Archive

Quotes

We should always presume the disease to be curable until its own nature proves it otherwise.

—Peter Mere Latham, c. 1845

The three little sentences that will get you through life. Number 1: Cover for me. Number 2: Oh, good idea, Boss! Number 3: It was like that when I got here.

—Nell Scovell, 1991

Information can tell us everything. It has all the answers. But they are answers to questions we have not asked, and which doubtless don’t even arise.

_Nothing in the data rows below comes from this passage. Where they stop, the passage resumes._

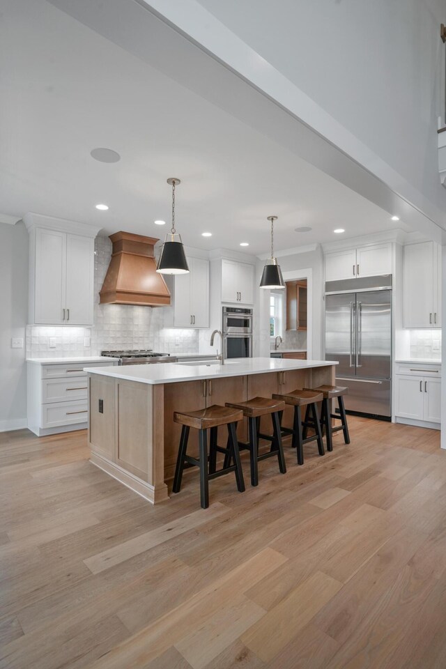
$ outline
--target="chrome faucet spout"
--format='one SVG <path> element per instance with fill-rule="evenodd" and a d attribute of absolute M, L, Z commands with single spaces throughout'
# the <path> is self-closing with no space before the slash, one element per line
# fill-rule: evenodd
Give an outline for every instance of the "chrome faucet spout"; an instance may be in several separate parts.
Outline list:
<path fill-rule="evenodd" d="M 280 339 L 280 341 L 279 342 L 279 344 L 277 344 L 277 339 Z M 277 351 L 277 348 L 279 348 L 279 346 L 280 344 L 282 344 L 282 341 L 283 341 L 283 339 L 282 339 L 282 337 L 280 336 L 280 334 L 277 334 L 277 336 L 276 337 L 275 339 L 274 340 L 274 350 L 275 350 L 275 351 Z"/>
<path fill-rule="evenodd" d="M 221 355 L 218 355 L 218 349 L 217 351 L 217 360 L 220 360 L 222 364 L 224 364 L 224 346 L 223 342 L 223 334 L 222 333 L 221 330 L 215 330 L 212 334 L 210 335 L 210 346 L 213 346 L 214 345 L 214 337 L 215 334 L 220 334 L 222 338 L 222 354 Z"/>

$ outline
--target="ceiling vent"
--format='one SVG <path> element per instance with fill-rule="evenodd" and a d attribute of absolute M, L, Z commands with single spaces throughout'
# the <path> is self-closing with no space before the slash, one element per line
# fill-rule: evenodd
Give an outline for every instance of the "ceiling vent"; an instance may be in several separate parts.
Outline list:
<path fill-rule="evenodd" d="M 156 272 L 153 237 L 116 232 L 110 235 L 112 259 L 100 292 L 101 305 L 166 307 L 170 293 Z"/>

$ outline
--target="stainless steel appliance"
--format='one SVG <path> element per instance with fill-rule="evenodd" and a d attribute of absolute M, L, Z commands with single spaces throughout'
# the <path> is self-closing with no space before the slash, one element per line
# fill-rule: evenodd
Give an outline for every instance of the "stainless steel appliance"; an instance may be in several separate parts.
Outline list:
<path fill-rule="evenodd" d="M 325 359 L 350 412 L 390 420 L 392 276 L 325 284 Z"/>
<path fill-rule="evenodd" d="M 223 307 L 223 347 L 225 358 L 252 357 L 252 309 Z"/>
<path fill-rule="evenodd" d="M 141 351 L 101 351 L 101 355 L 117 357 L 118 364 L 149 364 L 152 362 L 176 362 L 170 353 L 156 353 L 151 348 Z"/>

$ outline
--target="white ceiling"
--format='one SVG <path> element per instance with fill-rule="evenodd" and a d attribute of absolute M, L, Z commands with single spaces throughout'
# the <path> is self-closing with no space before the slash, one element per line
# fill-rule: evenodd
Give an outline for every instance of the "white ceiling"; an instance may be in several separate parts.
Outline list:
<path fill-rule="evenodd" d="M 261 254 L 405 227 L 291 151 L 45 0 L 2 0 L 0 211 L 162 236 L 169 176 L 188 245 Z M 118 151 L 103 164 L 91 149 Z M 107 212 L 95 205 L 106 203 Z M 309 233 L 294 229 L 311 226 Z M 201 237 L 203 231 L 213 236 Z M 249 246 L 240 249 L 239 243 Z"/>

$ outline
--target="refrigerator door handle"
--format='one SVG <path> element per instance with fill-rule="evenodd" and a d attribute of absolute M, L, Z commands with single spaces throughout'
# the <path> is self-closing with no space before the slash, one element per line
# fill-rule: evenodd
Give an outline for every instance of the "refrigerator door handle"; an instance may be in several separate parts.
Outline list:
<path fill-rule="evenodd" d="M 361 320 L 362 320 L 362 303 L 360 302 L 357 302 L 357 309 L 356 311 L 357 318 L 356 318 L 356 367 L 362 367 L 362 365 L 360 364 L 360 355 L 361 355 Z"/>
<path fill-rule="evenodd" d="M 351 359 L 353 355 L 353 302 L 350 302 L 350 364 L 349 367 L 353 367 L 354 365 L 351 364 Z"/>

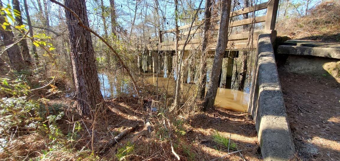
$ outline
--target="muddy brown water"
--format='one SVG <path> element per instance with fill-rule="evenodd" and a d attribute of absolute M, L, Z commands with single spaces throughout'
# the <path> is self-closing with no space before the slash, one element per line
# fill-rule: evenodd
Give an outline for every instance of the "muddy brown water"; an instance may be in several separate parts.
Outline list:
<path fill-rule="evenodd" d="M 148 80 L 151 83 L 157 84 L 157 77 L 151 76 Z M 165 88 L 167 87 L 168 92 L 174 93 L 175 81 L 173 79 L 170 80 L 168 78 L 158 77 L 158 85 Z M 198 86 L 193 84 L 183 83 L 182 84 L 181 92 L 187 96 L 192 96 L 192 93 L 197 92 Z M 248 104 L 249 100 L 249 94 L 234 89 L 219 88 L 215 100 L 215 104 L 217 106 L 225 109 L 236 111 L 244 112 L 248 109 Z"/>
<path fill-rule="evenodd" d="M 99 74 L 98 77 L 100 82 L 101 91 L 103 96 L 108 98 L 114 97 L 118 93 L 128 92 L 125 89 L 128 88 L 125 87 L 127 84 L 124 84 L 124 88 L 116 88 L 112 83 L 110 83 L 107 75 Z M 148 78 L 148 80 L 150 83 L 157 84 L 157 77 L 151 76 Z M 170 78 L 161 77 L 158 77 L 158 84 L 159 87 L 166 89 L 167 87 L 168 93 L 174 93 L 175 81 L 173 78 Z M 192 97 L 193 93 L 197 92 L 198 86 L 194 84 L 183 83 L 182 84 L 181 92 L 185 97 Z M 215 104 L 221 108 L 236 111 L 244 112 L 248 108 L 248 104 L 249 100 L 249 94 L 245 92 L 234 89 L 227 89 L 219 88 L 217 89 L 217 94 L 215 100 Z"/>

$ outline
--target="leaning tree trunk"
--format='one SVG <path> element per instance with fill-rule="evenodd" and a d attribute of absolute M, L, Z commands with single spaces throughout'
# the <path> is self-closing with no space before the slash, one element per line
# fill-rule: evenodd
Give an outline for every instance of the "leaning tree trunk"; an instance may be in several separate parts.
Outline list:
<path fill-rule="evenodd" d="M 85 25 L 88 26 L 85 0 L 65 0 L 65 2 Z M 104 103 L 100 92 L 91 33 L 75 23 L 78 20 L 70 12 L 65 10 L 65 12 L 78 104 L 83 115 L 94 117 L 95 111 L 102 111 L 100 105 Z"/>
<path fill-rule="evenodd" d="M 205 94 L 205 86 L 207 81 L 207 62 L 206 57 L 208 52 L 208 39 L 209 29 L 211 25 L 210 19 L 211 17 L 211 3 L 210 0 L 205 1 L 205 12 L 204 13 L 204 27 L 203 30 L 203 42 L 202 42 L 202 57 L 200 64 L 202 69 L 199 79 L 198 93 L 197 95 L 200 99 L 203 100 Z"/>
<path fill-rule="evenodd" d="M 28 7 L 27 7 L 27 2 L 26 0 L 23 0 L 24 7 L 25 8 L 25 12 L 26 12 L 26 17 L 27 19 L 27 24 L 28 25 L 28 29 L 30 30 L 30 36 L 32 38 L 31 40 L 32 41 L 32 50 L 33 50 L 33 55 L 34 56 L 35 62 L 37 65 L 39 64 L 39 56 L 37 52 L 37 48 L 35 45 L 33 44 L 34 38 L 33 37 L 33 28 L 32 24 L 31 22 L 31 18 L 30 17 L 30 13 L 28 12 Z"/>
<path fill-rule="evenodd" d="M 3 8 L 2 2 L 0 0 L 0 7 Z M 3 24 L 6 22 L 5 17 L 6 14 L 0 15 L 0 23 Z M 23 59 L 20 53 L 20 49 L 17 44 L 14 44 L 14 35 L 12 32 L 11 26 L 6 26 L 5 29 L 0 28 L 0 34 L 2 37 L 4 45 L 6 47 L 12 46 L 6 50 L 8 57 L 10 58 L 11 64 L 14 68 L 18 71 L 21 71 L 25 68 Z"/>
<path fill-rule="evenodd" d="M 174 57 L 174 60 L 173 60 L 173 66 L 174 67 L 174 70 L 176 72 L 176 74 L 177 77 L 177 79 L 176 80 L 176 91 L 175 92 L 175 101 L 174 101 L 174 105 L 175 106 L 175 109 L 176 110 L 176 113 L 177 113 L 179 112 L 180 107 L 179 106 L 179 98 L 178 97 L 178 91 L 177 91 L 177 86 L 181 86 L 181 79 L 178 79 L 179 78 L 178 75 L 178 66 L 177 64 L 177 62 L 178 62 L 178 58 L 179 57 L 179 55 L 178 55 L 178 41 L 180 40 L 180 38 L 179 36 L 180 34 L 180 30 L 178 30 L 178 19 L 179 13 L 178 13 L 178 0 L 175 0 L 175 31 L 176 32 L 175 33 L 175 38 L 176 38 L 176 41 L 175 42 L 175 56 Z"/>
<path fill-rule="evenodd" d="M 21 10 L 20 10 L 20 4 L 19 0 L 13 0 L 12 3 L 13 4 L 13 9 L 16 10 L 20 14 L 20 16 L 16 16 L 15 20 L 17 21 L 18 26 L 22 25 L 23 23 L 22 23 L 22 14 L 21 14 Z M 21 38 L 24 36 L 24 35 L 22 33 L 19 34 L 19 38 Z M 21 47 L 21 53 L 22 54 L 22 57 L 24 60 L 27 62 L 28 64 L 30 64 L 32 61 L 32 58 L 31 55 L 30 55 L 30 50 L 28 49 L 28 47 L 27 46 L 27 42 L 25 38 L 23 38 L 20 42 L 19 43 L 19 45 Z"/>
<path fill-rule="evenodd" d="M 215 98 L 217 92 L 220 73 L 222 67 L 222 60 L 228 43 L 228 31 L 229 28 L 229 14 L 231 0 L 221 0 L 220 4 L 221 17 L 220 18 L 220 25 L 218 30 L 218 37 L 215 50 L 215 56 L 213 64 L 210 82 L 208 85 L 208 91 L 204 98 L 204 102 L 203 105 L 204 109 L 206 110 L 214 107 Z"/>

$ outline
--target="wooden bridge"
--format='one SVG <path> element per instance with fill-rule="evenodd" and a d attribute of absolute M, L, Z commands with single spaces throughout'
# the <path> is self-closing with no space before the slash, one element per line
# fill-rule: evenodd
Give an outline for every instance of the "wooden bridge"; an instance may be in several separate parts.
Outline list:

—Jean Baudrillard, c. 1987

In our family, as far as we are concerned, we were born and what happened before that is myth.

—V.S. Pritchett, 1968

We cherish our friends not for their ability to amuse us but for ours to amuse them.

—Evelyn Waugh, 1963

If a patient is poor, he is committed to a public hospital as “psychotic”; if he can afford the luxury of a private sanitarium, he is put there with the diagnosis of “neurasthenia”; if he is wealthy enough to be isolated in his own home under constant watch of nurses and physicians, he is simply an indisposed “eccentric.”

—Pierre Marie Janet, 1930

It is impossible to translate the poets. Can you translate music?

—Voltaire, c. 1732

I find the pain of a little censure, even when it is unfounded, is more acute than the pleasure of much praise.

—Thomas Jefferson, 1789

What is death? A scary mask. Take it off—see, it doesn’t bite.

—Epictetus, c. 110

The bathing was so delightful this morning, and Molly so pressing with me to enjoy myself, that I believe I stayed in rather too long, as since the middle of the day I have felt unreasonably tired. I shall be more careful another time, and shall not bathe tomorrow as I had before intended.

—Jane Austen, 1804

Man is the only animal that can remain on friendly terms with the victims he intends to eat until he eats them.

—Samuel Butler, c. 1890

Colonialism has meant selling our ore and being left with the holes.

—Samora Moisés Machel, c. 1976

There is no blindness more insidious, more fatal, than this race for profit.